Digitalisasi Data Permudah Akses Pembiayaan
Kepala Eksekutif Pengawas Inovasi Teknologi Sektor Keuangan, Aset Keuangan Digital, dan Aset Kripto OJK Adi Budiarso menjelaskan peternak selama ini menghadapi hambatan memperoleh kredit karena keterbatasan data usaha yang valid dan terdokumentasi.
Ia mengungkapkan, “Melalui data yang dihasilkan oleh sistem ERP ini, pemeringkat kredit alternatif dapat membangun profil kredit peternak dengan lebih objektif, akurat, dan inklusif.”

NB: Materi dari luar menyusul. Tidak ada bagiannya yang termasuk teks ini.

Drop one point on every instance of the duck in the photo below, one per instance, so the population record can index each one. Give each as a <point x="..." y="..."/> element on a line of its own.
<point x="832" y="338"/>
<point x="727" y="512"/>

Sistem ERP memungkinkan data produksi, keuangan, dan operasional koperasi terdokumentasi secara sistematis dan real time sehingga memberikan gambaran yang lebih akurat mengenai kapasitas produksi serta kondisi usaha peternak.
Implementasi Dimulai di Tiga Koperasi Jawa Timur
OJK dan ILO mengembangkan program digitalisasi ekosistem sapi perah melalui penguatan ekosistem usaha berkelanjutan dan pembangunan infrastruktur digital yang andal.
Sistem ERP tersebut telah diterapkan di Koperasi Agro Niaga Jabung, Koperasi Peternak Sapi Perah Setia Kawan, dan KPUD Tani Wilis di Jawa Timur yang memiliki total sekitar 10.000 anggota koperasi.
Selain itu, sistem diintegrasikan dengan layanan Pemeringkat Kredit Alternatif dan Penyelenggara Agregasi Jasa Keuangan untuk menjembatani peternak dengan ekosistem pembiayaan formal.
Pengembangan ERP menjadi bagian dari kolaborasi OJK melalui Pusat Inovasi OJK Infinity bersama ILO dalam program PROMISE 2 IMPACT dan diharapkan dapat direplikasi pada sektor serta daerah lain di Indonesia.